Nilpotent-independent sets and estimation in matrix algebras

TL;DR

This paper presents a new method for estimating the proportion of matrices with certain properties in matrix algebras over finite fields, aiding the analysis of randomized algorithms in computational linear algebra.

Contribution

It introduces a novel approach to estimate proportions of matrix families based on their invertible parts, extending existing techniques to include singular matrices.

Findings

Effective estimation of matrix family proportions depending on invertible parts.

Application to primary cyclic matrices in the Holt-Rees MEAT-AXE algorithm.

Enhanced analysis of randomized algorithms for matrix computations.

Abstract

Efficient methods for computing with matrices over finite fields often involve randomised algorithms, where matrices with a certain property are sought via repeated random selection.
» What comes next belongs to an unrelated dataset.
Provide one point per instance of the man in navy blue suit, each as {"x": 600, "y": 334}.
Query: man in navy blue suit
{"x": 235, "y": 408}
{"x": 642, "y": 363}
Complexity analyses for these algorithms require knowledge of the proportion of relevant matrices in the ambient group or algebra. We introduce a method for estimating proportions of families $N$ of elements in the algebra of all $d\times d$ matrices over a field of order $q$, where membership of a matrix in $N$ depends only on its `invertible part'. The method is based on estimating proportions of certain subsets of $\text{GL}(d,q)$ depending on $N$, so that existing estimation techniques for nonsingular matrices can be leveraged to deal with families containing singular matrices. As an application we investigate primary cyclic matrices, which are used in the Holt-Rees MEAT-AXE algorithm for testing irreducibility of matrix algebras.